6 comments to How to Deal with Fraud

  • Bret,

    Wow. I’m glad you are going to get some closure on this! Now, I don’t want to dampen your spirits, but you need to know that getting the judgment is the (relatively) easy part – but collecting on it is often a whole other matter entirely.

    The Honeybee got a judgment against an old employer of hers a long time ago (he failed to pay her for about a month’s worth of work). After a lot of hassle and over a year, the sheriff finally got an order to forcibly take the funds from him.

    I wish you continued good luck regarding this case.

    Best,

    Len
    Len Penzo dot Com

    • Len,

      Thanks for the tip. I was going to sue in small claims court before the Statute of limitations was up next summer, if the fraud case didn’t settle by then. And, I am already familliar with trying to collect a judgement, which is why I was holding off. He actually already agreed to payments, made one, then he quit sending money.

      Instead of a civil judgement, we got the felony criminal conviction, with restitution as part of his plea agreement. That way, if he doesn’t make the payments, they can toss him back in jail. But, I am getting way ahead of myself, because the sentencing doesn’t happen until 12/29/09. Then, I will know a lot more.

  • Good job of keeping track of everything. I have fortunately never been through an experience like that, but as the daughter of an attorney and having spent 15 years in the financial services industry, “document, document, document” is a mantra I know well.

    People wonder why I use email for a lot of communications and the simple matter is that it is so much easier to document the history of a conversation on email than by taking notes on a phone call. That came in handy during a divorce, actually, when dealing with someone who kept denying that statements were made – finally I just refused to answer the phone and would only communicate via email … curiously, everything simplified and wrapped up rather quickly.

    Anyhoo – email and certified mail are your friends. Good luck getting your money back. How’d the sentencing go?

    • Andrea,

      Thanks for your comment. The sentencing went well, but not what I expected. The perp didn’t get any real jail time, which blew me away. But, we will likely recover all of our money, which is very rare.

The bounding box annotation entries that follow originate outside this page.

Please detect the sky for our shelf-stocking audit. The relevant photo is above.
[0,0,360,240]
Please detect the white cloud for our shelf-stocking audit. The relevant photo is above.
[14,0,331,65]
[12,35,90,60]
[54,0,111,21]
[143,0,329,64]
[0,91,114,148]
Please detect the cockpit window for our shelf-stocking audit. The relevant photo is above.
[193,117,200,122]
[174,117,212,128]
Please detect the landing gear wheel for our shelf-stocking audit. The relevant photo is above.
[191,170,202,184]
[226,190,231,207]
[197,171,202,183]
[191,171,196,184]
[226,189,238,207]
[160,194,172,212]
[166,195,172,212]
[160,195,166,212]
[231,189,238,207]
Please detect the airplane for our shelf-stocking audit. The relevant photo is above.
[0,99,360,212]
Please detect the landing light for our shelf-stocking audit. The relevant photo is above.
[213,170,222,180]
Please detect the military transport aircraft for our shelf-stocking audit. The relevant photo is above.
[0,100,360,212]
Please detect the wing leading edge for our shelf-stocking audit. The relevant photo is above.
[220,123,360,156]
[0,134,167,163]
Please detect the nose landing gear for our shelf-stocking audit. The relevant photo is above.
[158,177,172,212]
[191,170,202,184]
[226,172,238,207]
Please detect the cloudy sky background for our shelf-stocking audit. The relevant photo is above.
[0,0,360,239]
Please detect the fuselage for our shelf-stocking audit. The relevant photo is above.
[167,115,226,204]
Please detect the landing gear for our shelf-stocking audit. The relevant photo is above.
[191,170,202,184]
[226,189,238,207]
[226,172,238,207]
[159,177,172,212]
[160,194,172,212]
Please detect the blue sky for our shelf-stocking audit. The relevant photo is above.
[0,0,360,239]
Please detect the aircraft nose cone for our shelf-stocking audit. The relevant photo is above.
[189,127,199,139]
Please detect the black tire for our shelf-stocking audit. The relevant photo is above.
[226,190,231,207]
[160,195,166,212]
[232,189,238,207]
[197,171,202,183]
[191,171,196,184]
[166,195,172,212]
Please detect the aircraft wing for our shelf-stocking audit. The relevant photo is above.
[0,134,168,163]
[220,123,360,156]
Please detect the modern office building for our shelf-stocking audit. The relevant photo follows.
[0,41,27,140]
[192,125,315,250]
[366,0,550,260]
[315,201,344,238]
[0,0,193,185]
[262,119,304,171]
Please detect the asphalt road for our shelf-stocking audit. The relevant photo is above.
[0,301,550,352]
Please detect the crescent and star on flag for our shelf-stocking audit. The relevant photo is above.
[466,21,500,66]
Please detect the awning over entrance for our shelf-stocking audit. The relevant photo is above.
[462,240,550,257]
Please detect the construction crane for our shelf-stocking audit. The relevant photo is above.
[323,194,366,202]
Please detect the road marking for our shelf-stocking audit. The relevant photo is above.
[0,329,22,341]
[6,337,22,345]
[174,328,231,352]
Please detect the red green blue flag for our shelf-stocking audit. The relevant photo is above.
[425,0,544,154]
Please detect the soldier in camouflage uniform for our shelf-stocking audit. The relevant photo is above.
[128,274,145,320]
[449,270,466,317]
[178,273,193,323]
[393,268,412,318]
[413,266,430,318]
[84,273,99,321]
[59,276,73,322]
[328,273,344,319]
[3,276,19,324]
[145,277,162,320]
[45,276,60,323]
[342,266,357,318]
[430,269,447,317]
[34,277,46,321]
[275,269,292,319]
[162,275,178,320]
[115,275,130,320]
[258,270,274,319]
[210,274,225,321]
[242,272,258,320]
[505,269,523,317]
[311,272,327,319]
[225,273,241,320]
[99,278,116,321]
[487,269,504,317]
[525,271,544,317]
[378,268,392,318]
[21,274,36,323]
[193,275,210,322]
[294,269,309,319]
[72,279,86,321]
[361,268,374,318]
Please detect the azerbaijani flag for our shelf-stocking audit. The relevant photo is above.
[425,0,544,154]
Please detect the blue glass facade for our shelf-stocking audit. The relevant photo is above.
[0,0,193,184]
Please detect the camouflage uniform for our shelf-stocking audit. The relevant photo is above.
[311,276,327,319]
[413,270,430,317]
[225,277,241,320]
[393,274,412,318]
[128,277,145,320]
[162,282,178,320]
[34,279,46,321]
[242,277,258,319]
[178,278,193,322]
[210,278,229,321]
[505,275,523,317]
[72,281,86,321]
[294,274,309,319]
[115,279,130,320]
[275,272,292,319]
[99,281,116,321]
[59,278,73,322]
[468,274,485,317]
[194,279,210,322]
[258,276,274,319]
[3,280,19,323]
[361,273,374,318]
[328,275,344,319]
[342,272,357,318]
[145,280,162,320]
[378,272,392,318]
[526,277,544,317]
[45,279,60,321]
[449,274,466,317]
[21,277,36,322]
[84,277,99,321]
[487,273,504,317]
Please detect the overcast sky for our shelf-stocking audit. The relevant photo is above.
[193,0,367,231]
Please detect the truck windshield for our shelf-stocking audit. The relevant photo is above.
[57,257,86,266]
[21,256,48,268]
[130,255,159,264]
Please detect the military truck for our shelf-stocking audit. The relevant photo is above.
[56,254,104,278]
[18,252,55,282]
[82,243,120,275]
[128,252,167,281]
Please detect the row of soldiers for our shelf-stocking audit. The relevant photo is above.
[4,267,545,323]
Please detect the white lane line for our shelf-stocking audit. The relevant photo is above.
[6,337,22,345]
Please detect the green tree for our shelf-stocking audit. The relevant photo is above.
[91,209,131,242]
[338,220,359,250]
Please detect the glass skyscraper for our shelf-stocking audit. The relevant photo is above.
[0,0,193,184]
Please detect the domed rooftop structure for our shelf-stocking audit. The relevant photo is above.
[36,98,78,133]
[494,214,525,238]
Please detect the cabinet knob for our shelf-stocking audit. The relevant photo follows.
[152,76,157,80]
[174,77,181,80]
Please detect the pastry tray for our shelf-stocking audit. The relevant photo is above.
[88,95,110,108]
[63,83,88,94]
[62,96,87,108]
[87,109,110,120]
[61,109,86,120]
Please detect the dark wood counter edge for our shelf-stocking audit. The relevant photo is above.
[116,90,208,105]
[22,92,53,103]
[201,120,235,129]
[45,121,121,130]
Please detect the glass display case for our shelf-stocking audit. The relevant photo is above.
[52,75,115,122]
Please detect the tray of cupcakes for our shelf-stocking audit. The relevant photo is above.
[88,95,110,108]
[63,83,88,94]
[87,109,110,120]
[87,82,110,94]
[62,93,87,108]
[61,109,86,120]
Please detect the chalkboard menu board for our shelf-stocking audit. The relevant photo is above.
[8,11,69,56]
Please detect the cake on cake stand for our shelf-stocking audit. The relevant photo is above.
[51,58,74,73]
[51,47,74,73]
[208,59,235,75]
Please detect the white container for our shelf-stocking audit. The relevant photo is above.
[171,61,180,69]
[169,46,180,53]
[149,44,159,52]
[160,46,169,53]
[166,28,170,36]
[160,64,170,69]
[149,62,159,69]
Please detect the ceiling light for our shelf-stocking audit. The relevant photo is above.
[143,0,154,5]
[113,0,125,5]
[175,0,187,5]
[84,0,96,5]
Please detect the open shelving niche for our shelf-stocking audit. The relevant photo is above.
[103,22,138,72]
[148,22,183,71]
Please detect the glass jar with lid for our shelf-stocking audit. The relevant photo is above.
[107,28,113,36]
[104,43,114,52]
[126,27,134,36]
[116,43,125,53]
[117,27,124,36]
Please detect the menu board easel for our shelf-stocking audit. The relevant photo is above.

      He got nine months of house arrest and will only be allowed to go to work and back, plus two weeks time served. He also got five years of probation and will have to pay everyone back as a condition of probation. The court will collect and disburse the payments, so there shouldn’t be any waffling.

      In talking to the Investegator, he said there were nine victims for a total of $27K in fraud. He said the victims were more interested in getting their money back than in putting the man in jail. He said we should consider ourselves lucky, because he was working on a $1.5 Million fraud case and those victims wouldn’t recover anything.